Os problemas que assolam a gig economy, desde a rentabilidade das plataformas até ao tratamento dos trabalhadores, abrangem todas as disciplinas. Hilary Robinson, professora associada de direito e sociologia da Northeastern, que falou durante o evento de quinta-feira, argumentou perante os legisladores estaduais que os referendos e as medidas eleitorais não deveriam ser o mecanismo pelo qual a regulação da plataforma prossegue, citando as complexidades dos problemas e a necessidade de maior perícia técnica.
Falando a um grupo de especialistas, Robinson disse que a ascensão da gig economy está "associada, se não for impulsionada,... pelo surgimento da computação de bolso nos últimos 15 anos da história humana".

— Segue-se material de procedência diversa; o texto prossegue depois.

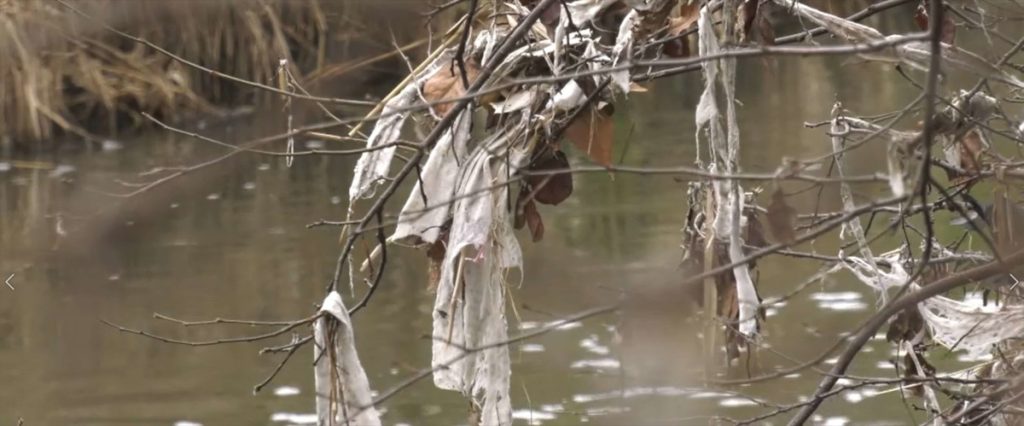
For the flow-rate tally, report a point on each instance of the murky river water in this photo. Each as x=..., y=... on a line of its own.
x=233, y=244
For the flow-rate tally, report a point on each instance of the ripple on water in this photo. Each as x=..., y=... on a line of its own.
x=842, y=301
x=592, y=344
x=598, y=364
x=531, y=347
x=836, y=421
x=294, y=418
x=532, y=417
x=736, y=401
x=286, y=391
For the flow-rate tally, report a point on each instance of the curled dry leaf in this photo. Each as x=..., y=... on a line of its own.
x=948, y=28
x=781, y=218
x=592, y=131
x=435, y=257
x=680, y=47
x=905, y=326
x=446, y=84
x=971, y=147
x=527, y=215
x=551, y=188
x=534, y=220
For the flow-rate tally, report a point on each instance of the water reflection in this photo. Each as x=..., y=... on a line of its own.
x=232, y=243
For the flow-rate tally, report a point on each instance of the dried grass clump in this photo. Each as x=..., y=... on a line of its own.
x=62, y=72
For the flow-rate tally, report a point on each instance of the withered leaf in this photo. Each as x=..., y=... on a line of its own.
x=971, y=147
x=534, y=220
x=551, y=188
x=781, y=218
x=905, y=326
x=688, y=14
x=680, y=47
x=593, y=132
x=446, y=84
x=948, y=29
x=435, y=257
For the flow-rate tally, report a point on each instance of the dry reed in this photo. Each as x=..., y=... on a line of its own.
x=61, y=73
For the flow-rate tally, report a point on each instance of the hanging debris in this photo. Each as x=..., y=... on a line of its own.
x=343, y=395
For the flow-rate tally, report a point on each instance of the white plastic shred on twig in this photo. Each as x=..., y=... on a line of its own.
x=724, y=150
x=952, y=324
x=838, y=128
x=623, y=50
x=423, y=215
x=343, y=395
x=373, y=166
x=913, y=53
x=471, y=312
x=583, y=11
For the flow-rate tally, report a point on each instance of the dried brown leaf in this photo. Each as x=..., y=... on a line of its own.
x=948, y=28
x=781, y=218
x=688, y=15
x=905, y=326
x=593, y=132
x=435, y=257
x=534, y=220
x=971, y=147
x=446, y=84
x=551, y=188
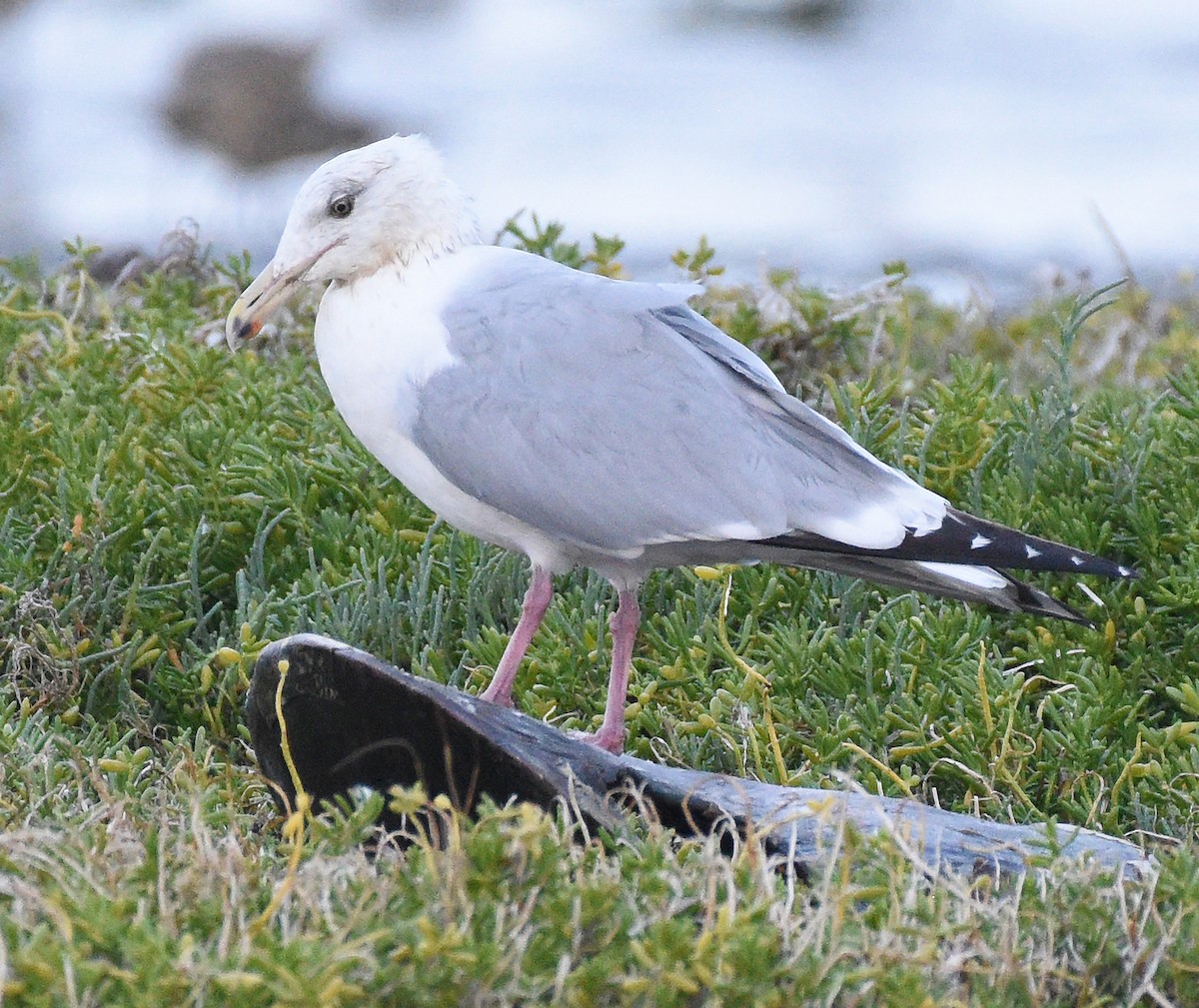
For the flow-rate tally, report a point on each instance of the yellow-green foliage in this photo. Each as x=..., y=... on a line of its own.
x=167, y=507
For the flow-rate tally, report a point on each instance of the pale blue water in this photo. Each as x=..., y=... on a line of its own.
x=980, y=142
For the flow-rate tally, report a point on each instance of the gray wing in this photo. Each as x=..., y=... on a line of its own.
x=610, y=416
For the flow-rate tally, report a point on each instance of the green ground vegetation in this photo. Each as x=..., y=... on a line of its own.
x=168, y=508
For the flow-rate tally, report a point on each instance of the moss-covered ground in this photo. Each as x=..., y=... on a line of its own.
x=167, y=508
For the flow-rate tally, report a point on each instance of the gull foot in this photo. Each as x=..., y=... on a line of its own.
x=604, y=738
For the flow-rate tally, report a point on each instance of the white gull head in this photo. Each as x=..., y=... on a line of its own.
x=387, y=204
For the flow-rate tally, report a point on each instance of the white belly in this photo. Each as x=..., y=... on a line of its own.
x=378, y=342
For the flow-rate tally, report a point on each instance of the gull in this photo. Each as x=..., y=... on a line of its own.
x=593, y=422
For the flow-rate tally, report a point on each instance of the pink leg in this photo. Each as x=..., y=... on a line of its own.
x=538, y=598
x=624, y=621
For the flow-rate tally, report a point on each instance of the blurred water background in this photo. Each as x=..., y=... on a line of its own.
x=989, y=145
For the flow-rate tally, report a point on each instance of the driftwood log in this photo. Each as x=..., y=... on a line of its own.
x=352, y=719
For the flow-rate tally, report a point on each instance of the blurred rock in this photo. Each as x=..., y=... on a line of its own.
x=253, y=104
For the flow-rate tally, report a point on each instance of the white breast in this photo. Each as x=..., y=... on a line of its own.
x=378, y=341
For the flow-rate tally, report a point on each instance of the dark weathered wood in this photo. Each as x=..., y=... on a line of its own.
x=355, y=720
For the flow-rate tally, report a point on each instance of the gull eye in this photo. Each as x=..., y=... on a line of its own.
x=341, y=206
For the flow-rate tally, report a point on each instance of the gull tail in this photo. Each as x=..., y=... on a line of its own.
x=962, y=559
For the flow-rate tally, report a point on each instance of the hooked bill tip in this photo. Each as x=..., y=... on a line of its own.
x=239, y=331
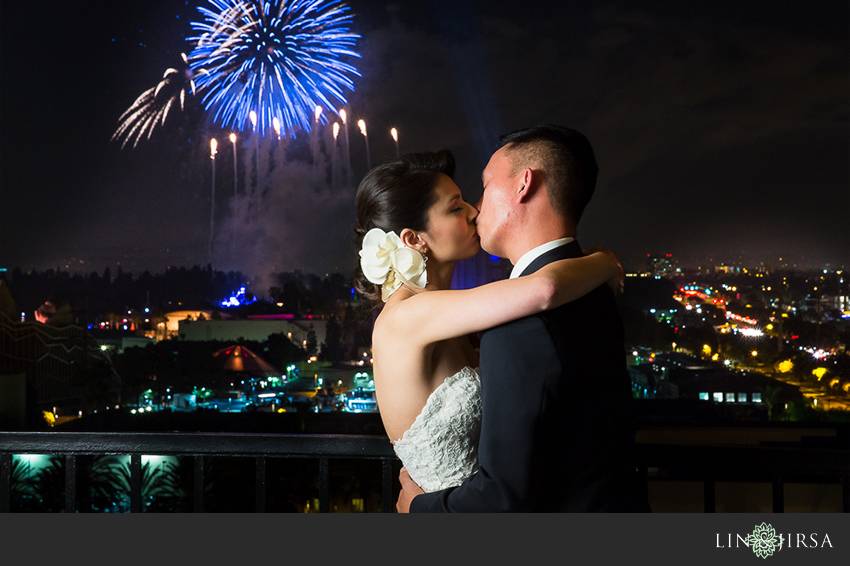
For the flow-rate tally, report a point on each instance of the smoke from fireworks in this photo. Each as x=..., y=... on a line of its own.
x=153, y=106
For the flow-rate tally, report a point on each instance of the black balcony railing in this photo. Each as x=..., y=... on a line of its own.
x=708, y=464
x=260, y=447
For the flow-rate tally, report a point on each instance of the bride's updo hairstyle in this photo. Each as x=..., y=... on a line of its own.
x=394, y=196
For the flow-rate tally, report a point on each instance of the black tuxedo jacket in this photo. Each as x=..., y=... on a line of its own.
x=557, y=429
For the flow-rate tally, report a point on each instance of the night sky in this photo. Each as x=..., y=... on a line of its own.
x=721, y=130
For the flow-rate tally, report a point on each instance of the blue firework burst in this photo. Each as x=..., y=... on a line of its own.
x=279, y=58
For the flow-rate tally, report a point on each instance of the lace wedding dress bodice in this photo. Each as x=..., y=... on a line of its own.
x=440, y=449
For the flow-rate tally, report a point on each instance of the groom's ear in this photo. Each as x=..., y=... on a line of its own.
x=527, y=185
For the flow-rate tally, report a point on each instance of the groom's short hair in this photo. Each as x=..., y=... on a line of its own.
x=566, y=159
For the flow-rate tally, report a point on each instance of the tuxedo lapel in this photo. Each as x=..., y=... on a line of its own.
x=566, y=251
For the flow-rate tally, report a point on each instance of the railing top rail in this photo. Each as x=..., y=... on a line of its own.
x=196, y=443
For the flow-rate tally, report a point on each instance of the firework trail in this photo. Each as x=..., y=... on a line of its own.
x=153, y=106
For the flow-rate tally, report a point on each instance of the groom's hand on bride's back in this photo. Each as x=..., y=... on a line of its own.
x=409, y=490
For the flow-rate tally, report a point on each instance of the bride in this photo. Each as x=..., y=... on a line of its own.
x=412, y=226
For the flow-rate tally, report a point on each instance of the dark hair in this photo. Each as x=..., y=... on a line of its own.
x=569, y=164
x=397, y=195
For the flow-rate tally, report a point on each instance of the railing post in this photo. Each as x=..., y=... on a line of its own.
x=778, y=494
x=70, y=483
x=198, y=485
x=260, y=485
x=135, y=483
x=845, y=492
x=5, y=481
x=324, y=487
x=387, y=485
x=709, y=496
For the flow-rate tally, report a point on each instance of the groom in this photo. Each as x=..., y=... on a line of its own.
x=556, y=432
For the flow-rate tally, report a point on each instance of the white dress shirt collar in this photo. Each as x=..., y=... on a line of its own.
x=532, y=254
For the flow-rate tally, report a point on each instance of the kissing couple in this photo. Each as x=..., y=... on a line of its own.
x=539, y=418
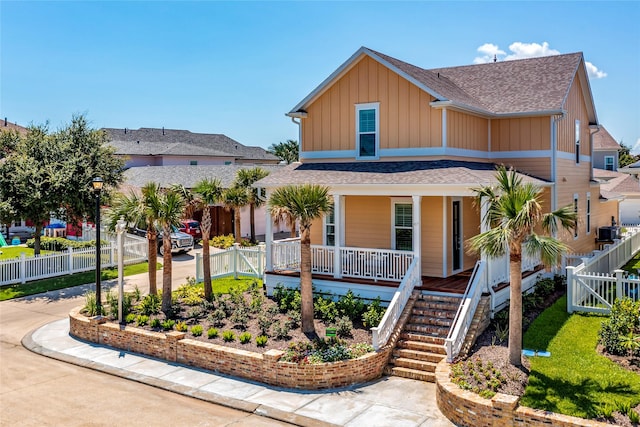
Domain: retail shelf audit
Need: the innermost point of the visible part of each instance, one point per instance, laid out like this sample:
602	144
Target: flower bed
267	367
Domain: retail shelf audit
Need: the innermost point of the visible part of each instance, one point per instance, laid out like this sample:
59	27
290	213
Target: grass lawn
67	281
575	380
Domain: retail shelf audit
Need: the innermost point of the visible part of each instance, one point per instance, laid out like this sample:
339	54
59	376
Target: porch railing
464	317
383	331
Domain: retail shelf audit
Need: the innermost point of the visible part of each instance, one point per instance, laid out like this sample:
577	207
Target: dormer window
367	130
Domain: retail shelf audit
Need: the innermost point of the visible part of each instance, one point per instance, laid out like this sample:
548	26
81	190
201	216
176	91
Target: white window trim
577	141
368	106
399	201
588	224
613	162
576	209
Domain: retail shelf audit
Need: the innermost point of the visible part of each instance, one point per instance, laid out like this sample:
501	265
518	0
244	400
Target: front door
456	244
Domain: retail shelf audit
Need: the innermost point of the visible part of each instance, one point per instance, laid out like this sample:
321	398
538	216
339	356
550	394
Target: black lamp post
97	188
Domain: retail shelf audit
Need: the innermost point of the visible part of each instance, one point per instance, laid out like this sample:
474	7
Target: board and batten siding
406	119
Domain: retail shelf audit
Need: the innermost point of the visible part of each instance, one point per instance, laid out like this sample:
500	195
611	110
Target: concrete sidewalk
390	401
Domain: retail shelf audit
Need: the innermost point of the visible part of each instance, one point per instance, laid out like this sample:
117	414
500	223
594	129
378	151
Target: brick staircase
421	343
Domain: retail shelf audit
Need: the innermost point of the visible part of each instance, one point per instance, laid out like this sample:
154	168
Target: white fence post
619	283
570	288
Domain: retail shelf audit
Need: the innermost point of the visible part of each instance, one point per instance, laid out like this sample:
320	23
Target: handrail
382	332
465	313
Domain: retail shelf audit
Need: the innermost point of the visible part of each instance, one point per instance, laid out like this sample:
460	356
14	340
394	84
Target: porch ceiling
457	176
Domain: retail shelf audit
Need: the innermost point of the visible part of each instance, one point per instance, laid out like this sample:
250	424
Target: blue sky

Robinson observa como a ascensão dos dispositivos inteligentes coincidiu com a crise financeira de 2008, um momento em que muitos americanos procuravam novas formas de emprego. Fora dessas condições económicas, começaram a surgir plataformas digitais a pedido. O mercado de plataformas arrancou por volta de 2011, com empresas a experimentar um modelo de negócio baseado em aplicações – um modelo que transformou o sector dos serviços e a economia como um todo.
Além do estudo da Califórnia, Ergun desempenhou um papel fundamental na pesquisa interdisciplinar em andamento na Northeastern nas plataformas baseadas em aplicativos. Com experiência em “otimização de redes”, Ergun diz que tem trabalhado para criar modelos que buscam otimizar melhor os resultados para todas as partes interessadas da plataforma – as plataformas, os empregos e os próprios trabalhadores.